Kobieta, która sfałszowała receptę, sama siebie rozpoznała. Jest już na komisariacie
18:06 30-12-2016
Niedawno publikowaliśmy apel do czytelników, mający na celu ustalenie danych kobiety, która w dniu 9 września w aptece przy ulicy Obywatelskiej w Lublinie miała dokonać oszustwa. Mianowicie przedstawiając receptę na wart kilka tysięcy złotych lek, zakupiła go z dużą, gdyż wynoszącą około 90 proc. refundacją.
Później okazało się, że recepta została sfałszowana. Znajdowała się na niej podrobiona pieczątką lekarska. W wyniku tego kobieta doprowadziła Narodowy Fundusz Zdrowia do niekorzystnego rozporządzenia mieniem. Na II Komisariat w Lublinie wpłynęło zawiadomienie o przestępstwie.

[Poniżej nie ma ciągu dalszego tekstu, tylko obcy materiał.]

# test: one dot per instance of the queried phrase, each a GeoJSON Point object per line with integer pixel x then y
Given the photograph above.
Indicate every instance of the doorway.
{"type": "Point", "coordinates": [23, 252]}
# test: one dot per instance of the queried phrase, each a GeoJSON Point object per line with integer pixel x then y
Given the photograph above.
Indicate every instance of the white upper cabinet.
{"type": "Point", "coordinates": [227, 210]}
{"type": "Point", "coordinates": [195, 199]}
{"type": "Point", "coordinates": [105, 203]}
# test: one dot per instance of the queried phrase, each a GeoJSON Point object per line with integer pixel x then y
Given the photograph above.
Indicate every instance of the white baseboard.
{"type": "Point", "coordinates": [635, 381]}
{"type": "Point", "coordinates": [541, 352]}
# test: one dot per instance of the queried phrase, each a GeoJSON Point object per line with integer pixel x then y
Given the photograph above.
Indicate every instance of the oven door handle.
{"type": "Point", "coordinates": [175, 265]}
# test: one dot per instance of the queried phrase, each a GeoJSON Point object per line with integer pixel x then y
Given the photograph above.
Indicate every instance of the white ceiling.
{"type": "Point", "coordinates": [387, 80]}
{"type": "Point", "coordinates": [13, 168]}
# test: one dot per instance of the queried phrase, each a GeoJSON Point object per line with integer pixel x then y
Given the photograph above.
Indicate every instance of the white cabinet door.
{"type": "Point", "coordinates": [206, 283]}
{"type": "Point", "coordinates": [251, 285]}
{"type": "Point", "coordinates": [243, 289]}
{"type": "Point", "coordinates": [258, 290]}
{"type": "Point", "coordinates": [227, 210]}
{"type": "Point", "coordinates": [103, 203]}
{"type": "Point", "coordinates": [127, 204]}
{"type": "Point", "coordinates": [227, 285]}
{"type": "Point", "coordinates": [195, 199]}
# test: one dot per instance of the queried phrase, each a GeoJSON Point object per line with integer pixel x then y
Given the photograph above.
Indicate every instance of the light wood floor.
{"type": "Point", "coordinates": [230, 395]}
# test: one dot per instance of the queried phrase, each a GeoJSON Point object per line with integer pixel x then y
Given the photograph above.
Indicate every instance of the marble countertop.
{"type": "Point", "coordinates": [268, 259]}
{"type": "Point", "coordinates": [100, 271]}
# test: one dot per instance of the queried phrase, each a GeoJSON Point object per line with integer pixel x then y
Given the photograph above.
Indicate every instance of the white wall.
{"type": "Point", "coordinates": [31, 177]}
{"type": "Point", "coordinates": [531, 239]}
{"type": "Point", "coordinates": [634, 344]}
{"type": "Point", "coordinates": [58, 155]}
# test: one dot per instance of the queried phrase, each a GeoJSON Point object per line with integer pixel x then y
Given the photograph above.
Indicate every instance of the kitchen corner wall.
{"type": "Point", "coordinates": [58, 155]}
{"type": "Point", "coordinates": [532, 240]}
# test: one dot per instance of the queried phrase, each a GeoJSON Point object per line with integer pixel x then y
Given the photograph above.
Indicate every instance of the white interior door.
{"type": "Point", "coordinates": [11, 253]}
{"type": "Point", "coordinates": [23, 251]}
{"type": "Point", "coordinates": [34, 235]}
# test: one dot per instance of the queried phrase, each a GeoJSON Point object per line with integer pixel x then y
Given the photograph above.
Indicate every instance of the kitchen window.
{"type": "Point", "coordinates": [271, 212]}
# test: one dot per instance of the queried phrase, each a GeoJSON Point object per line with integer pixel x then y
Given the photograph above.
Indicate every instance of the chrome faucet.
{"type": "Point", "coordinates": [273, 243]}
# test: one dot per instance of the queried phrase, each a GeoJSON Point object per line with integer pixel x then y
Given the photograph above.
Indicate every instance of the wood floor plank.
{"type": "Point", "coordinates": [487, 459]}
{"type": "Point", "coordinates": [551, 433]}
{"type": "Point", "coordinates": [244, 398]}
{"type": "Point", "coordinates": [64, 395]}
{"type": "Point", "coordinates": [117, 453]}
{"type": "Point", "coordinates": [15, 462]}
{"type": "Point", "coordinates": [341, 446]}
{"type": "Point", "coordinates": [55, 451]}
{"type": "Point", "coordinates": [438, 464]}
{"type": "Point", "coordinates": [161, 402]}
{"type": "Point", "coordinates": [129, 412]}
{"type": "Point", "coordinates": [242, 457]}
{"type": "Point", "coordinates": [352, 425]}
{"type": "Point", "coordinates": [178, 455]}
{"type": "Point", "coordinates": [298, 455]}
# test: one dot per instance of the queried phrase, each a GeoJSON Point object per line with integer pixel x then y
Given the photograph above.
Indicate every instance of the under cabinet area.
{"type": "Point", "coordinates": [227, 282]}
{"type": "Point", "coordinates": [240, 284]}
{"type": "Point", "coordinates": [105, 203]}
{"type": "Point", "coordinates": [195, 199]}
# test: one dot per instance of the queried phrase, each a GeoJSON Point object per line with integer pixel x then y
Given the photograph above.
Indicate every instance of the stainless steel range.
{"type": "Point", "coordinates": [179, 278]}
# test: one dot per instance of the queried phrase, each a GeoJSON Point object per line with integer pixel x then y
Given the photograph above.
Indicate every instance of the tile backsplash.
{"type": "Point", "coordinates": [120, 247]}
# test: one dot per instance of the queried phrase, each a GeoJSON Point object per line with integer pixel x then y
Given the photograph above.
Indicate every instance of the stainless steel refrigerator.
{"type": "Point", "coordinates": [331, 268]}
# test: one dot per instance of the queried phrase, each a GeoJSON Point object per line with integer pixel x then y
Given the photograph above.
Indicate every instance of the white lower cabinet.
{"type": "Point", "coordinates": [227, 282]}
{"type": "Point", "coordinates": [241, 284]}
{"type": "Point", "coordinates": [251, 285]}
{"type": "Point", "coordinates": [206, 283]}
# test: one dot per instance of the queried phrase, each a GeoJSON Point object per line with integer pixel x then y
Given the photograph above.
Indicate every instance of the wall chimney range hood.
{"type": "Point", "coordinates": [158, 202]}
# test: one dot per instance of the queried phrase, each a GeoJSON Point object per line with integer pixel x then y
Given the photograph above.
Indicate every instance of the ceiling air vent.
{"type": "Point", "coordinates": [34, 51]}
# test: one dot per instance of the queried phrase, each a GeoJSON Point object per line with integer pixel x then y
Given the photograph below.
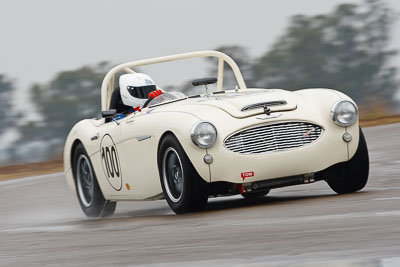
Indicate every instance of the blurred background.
{"type": "Point", "coordinates": [54, 55]}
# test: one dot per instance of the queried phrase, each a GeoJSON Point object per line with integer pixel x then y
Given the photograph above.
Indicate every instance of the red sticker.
{"type": "Point", "coordinates": [247, 175]}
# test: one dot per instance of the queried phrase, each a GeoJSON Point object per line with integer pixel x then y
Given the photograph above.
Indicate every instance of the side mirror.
{"type": "Point", "coordinates": [204, 81]}
{"type": "Point", "coordinates": [109, 113]}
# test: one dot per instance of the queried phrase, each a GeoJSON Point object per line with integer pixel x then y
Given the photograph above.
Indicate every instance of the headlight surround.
{"type": "Point", "coordinates": [204, 134]}
{"type": "Point", "coordinates": [344, 113]}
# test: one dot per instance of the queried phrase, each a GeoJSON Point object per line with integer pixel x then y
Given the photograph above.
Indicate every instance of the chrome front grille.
{"type": "Point", "coordinates": [273, 137]}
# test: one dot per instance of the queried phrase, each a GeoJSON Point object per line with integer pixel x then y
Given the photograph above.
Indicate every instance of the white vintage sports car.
{"type": "Point", "coordinates": [187, 148]}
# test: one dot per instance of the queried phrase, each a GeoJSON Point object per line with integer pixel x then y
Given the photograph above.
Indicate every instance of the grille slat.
{"type": "Point", "coordinates": [273, 137]}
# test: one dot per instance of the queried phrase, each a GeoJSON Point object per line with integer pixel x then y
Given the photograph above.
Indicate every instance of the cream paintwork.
{"type": "Point", "coordinates": [137, 136]}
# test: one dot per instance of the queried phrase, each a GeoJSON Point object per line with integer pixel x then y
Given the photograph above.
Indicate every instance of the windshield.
{"type": "Point", "coordinates": [167, 97]}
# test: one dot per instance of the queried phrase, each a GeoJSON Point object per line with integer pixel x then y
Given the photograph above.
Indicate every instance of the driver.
{"type": "Point", "coordinates": [135, 90]}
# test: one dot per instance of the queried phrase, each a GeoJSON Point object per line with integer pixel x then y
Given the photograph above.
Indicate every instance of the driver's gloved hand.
{"type": "Point", "coordinates": [154, 94]}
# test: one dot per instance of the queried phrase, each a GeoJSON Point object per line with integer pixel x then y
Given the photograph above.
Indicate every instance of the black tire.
{"type": "Point", "coordinates": [184, 190]}
{"type": "Point", "coordinates": [90, 197]}
{"type": "Point", "coordinates": [353, 173]}
{"type": "Point", "coordinates": [255, 194]}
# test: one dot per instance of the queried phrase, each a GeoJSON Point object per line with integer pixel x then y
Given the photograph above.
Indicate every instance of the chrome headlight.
{"type": "Point", "coordinates": [204, 134]}
{"type": "Point", "coordinates": [344, 113]}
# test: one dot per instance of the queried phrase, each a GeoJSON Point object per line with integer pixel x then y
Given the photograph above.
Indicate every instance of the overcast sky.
{"type": "Point", "coordinates": [42, 37]}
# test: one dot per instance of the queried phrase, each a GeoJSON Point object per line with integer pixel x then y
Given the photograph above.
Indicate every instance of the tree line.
{"type": "Point", "coordinates": [346, 49]}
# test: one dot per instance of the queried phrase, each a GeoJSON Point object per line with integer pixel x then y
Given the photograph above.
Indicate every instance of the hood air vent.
{"type": "Point", "coordinates": [263, 104]}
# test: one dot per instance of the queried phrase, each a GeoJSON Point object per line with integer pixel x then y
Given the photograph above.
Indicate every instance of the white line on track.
{"type": "Point", "coordinates": [386, 198]}
{"type": "Point", "coordinates": [6, 185]}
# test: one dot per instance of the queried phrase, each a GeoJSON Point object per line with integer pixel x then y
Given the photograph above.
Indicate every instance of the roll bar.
{"type": "Point", "coordinates": [107, 86]}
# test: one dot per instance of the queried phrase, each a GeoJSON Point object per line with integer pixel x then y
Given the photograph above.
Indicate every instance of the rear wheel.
{"type": "Point", "coordinates": [183, 188]}
{"type": "Point", "coordinates": [353, 174]}
{"type": "Point", "coordinates": [90, 197]}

Tuż po publikacji materiału, kobieta uwieczniona przez kamery monitoringu w aptece, rozpoznała siebie na zdjęciach i sama zgłosiła się na komisariat przy ul. Walecznych. Jak nas poinformowano, wykonane zostały z nią już wstępne czynności, w najbliższym czasie kobieta zostanie przesłuchana.
(fot. policja)
2016-12-30 18:00:03
Jak pokazanie zdjęcia na tej stronie powoduje zgłoszenie się na komisariacie i przyznanie się do winy to zacznijcie publikować zdjęcia polityków i urzędników może zgłoszą się na komisariacie i ktoś z tą banda zrobi porządek
też coś.. a NFZ nie wykorzystuje naszych ubezpieczeń do leczenia i na zabiegi dla „swoich” ?
Do autora listów do j. Pan jest mściwym i chorym z zazdrości człowiekiem.
Ja tam nie kupuje w aptekach w których są kamery.